Link to Pattern Matching Documentation

There are three separate approaches to pattern matching provided by PostgreSQL: the traditional SQL LIKE, the more recent SIMILAR TO operator, and POSIX-style regular expressions. Aside from the basic "does this string match this pattern" operators, functions are available to extract or replace matching substrings and to split a string at matching locations.

LIKE

string LIKE pattern [ESCAPE escape-character]
string NOT LIKE patterm [ESCAPE escape-character]

The LIKE expression returns true if the string matches the supplies pattern.
If pattern does not contain percent signs or underscores, then the pattern only represents the string itself; in that case LIKE acts like the quals operator.
An underscore (_) in pattern stands for (matches) any single character.
A percent sign (%) matches any sequence of zero or more characters

SELECT 'abc' LIKE 'abc'; -- true
SELECT 'abc' LIKE 'a%'; -- true
SELECT 'abc' LIKE '_b_'; -- true
SELECT 'abc' LIKE 'c'; -- false

The LIKE pattern always covers the entire string.
To match a literal underscore or percent sign, the character must be preceded by an escape character: '\%'
It is possible to disable escaping by writing ESCAPE ''
The keywork ILIKE can be used instead of LIKE to make the match case-insensitive according to the active locale.
The operator ~~ is equivalent to LIKE and the operator ~~* corresponds to ILIKE.
- There are also the !~~ and !~~* which correspond to NOT LIKE and NOT ILIKE respectively.

SIMILAR TO Regular Expressions

string SIMILAR TO patterm [ESCAPE escape-character]
string NOT SIMILAR TO pattern [ESCAPE escape-character]

The SIMILAR TO operator returns true or false depending on whether its pattern matches the given string. It is similar to LIKE except that it interprets the pattern using the SQL standard's definition of a regular expression. SQL regular expressions are a curious cross between LIKE notation and common (POSIX) regular expression notation.
The SIMILAR TO operator only succeeds if the regular expression matches the entire string, whereas normal regular expression behavior is where the pattern cat match any part of the string.
SIMILAR TO uses the _ and % as wildcard characters denoting any single character and any string, respectively (these are comparable to . and .* in POSIX regular expressions)

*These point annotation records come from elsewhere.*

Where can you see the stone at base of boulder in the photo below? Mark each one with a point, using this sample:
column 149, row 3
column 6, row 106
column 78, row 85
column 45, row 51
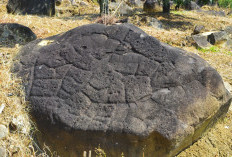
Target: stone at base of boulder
column 3, row 131
column 201, row 40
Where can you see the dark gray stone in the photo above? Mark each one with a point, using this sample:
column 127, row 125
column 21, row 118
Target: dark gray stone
column 119, row 87
column 13, row 33
column 201, row 40
column 38, row 7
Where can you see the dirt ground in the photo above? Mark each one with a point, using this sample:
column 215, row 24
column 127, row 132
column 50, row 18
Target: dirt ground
column 217, row 142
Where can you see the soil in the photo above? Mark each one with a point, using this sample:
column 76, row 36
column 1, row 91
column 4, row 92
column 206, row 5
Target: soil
column 216, row 142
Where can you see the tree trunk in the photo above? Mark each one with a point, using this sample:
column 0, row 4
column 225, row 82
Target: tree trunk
column 103, row 6
column 166, row 6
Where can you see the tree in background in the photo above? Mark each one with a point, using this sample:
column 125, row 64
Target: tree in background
column 103, row 6
column 166, row 6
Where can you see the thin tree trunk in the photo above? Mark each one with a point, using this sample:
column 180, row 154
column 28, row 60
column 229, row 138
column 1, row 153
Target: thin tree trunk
column 166, row 6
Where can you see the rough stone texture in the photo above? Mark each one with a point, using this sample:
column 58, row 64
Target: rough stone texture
column 3, row 131
column 122, row 83
column 13, row 33
column 38, row 7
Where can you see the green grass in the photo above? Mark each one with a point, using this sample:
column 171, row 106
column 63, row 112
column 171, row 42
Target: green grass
column 215, row 49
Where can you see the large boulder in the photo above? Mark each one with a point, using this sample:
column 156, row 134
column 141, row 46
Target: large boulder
column 38, row 7
column 121, row 8
column 13, row 33
column 121, row 88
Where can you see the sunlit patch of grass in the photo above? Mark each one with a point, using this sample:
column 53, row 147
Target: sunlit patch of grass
column 215, row 49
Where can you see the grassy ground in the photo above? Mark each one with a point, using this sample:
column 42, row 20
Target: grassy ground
column 179, row 24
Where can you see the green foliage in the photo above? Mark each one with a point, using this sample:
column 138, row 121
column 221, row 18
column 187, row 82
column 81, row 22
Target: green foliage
column 214, row 49
column 225, row 3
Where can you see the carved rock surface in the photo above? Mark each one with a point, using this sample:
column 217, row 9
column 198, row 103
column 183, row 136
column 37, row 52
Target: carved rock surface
column 38, row 7
column 118, row 80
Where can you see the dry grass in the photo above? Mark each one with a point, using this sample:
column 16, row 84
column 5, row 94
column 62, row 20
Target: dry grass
column 17, row 142
column 178, row 25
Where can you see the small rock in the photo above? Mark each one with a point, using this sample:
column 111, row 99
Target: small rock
column 228, row 86
column 2, row 152
column 17, row 124
column 151, row 21
column 123, row 9
column 3, row 131
column 201, row 40
column 149, row 6
column 198, row 29
column 217, row 38
column 83, row 4
column 228, row 30
column 58, row 2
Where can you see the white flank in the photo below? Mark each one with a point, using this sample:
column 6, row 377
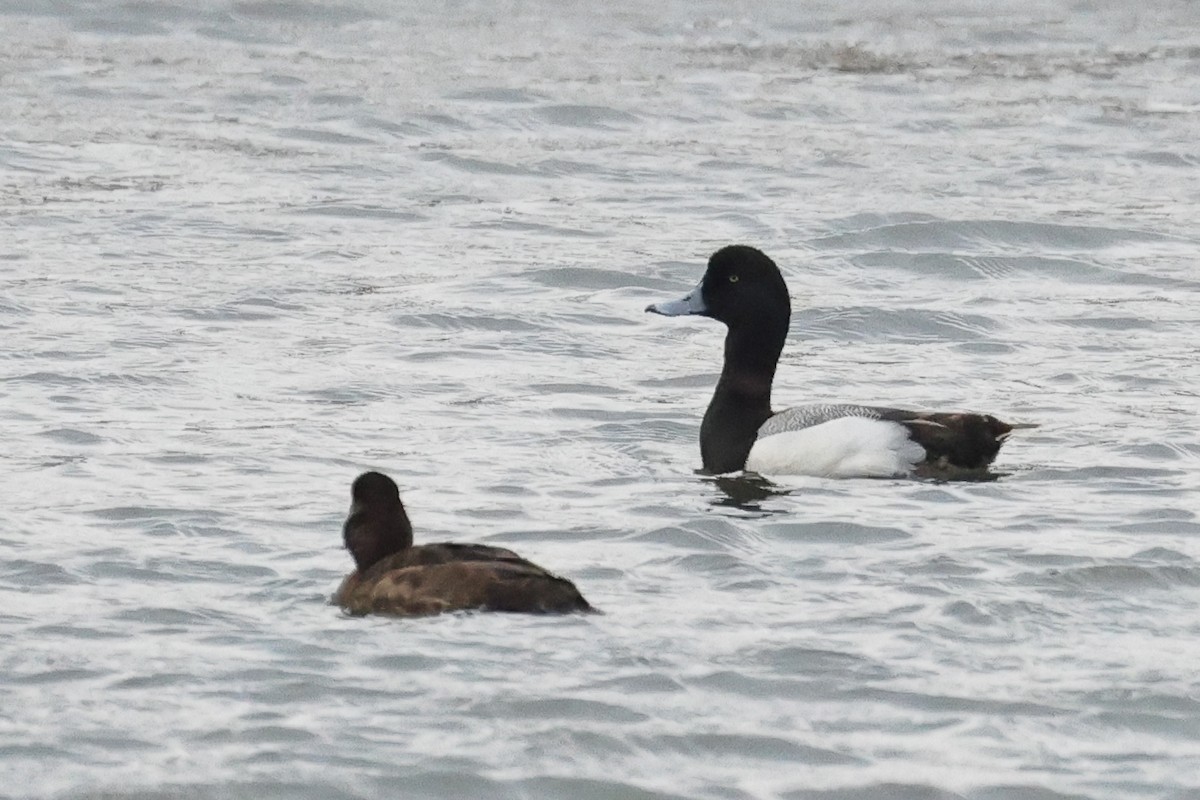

The substring function with three parameters provides extraction of a substring that matches an SQL regular expression pattern.

substring(string, pattern, escape-character)

As with SIMILAR TO, the specified pattern must match the entire data string, or else the function fails and returns null. To indicate the part of the pattern for which the matching data sub-string is of interest, the pattern should contain two occurrences of the escape character followed by the double quote (%"). The text matching portion of the pattern between these separators is returned when the match is successful.

substring('foobar','%"o_b%"', '') -- oob
substring('foobar' similar '#"o_b#"%' escape '#') -- NULL

POSIX Regular Expressions

Operator	Description	Example
`text ~ text`	String matches regular expression, case sensitivity	'thomas' ~ 't.*ma' -- true
`text ~* text`	String matches regular expression, case insensitivity	'thomas' ~ 'T.*ma' -- true
`text !~ text`	String does not match the regular expression, case sensitivity	'thomas' !~ 't.*max' -- true
`text !~* text`	String does not match the regular expression, case insensitivity	'thomas' !~* 'T.*ma' -- false

The POSIX Regular Expressions are similar to regular expressions in other languages.
There are many useful functions that you should look into that are built into PostgreSQL for string matching with regular expressions.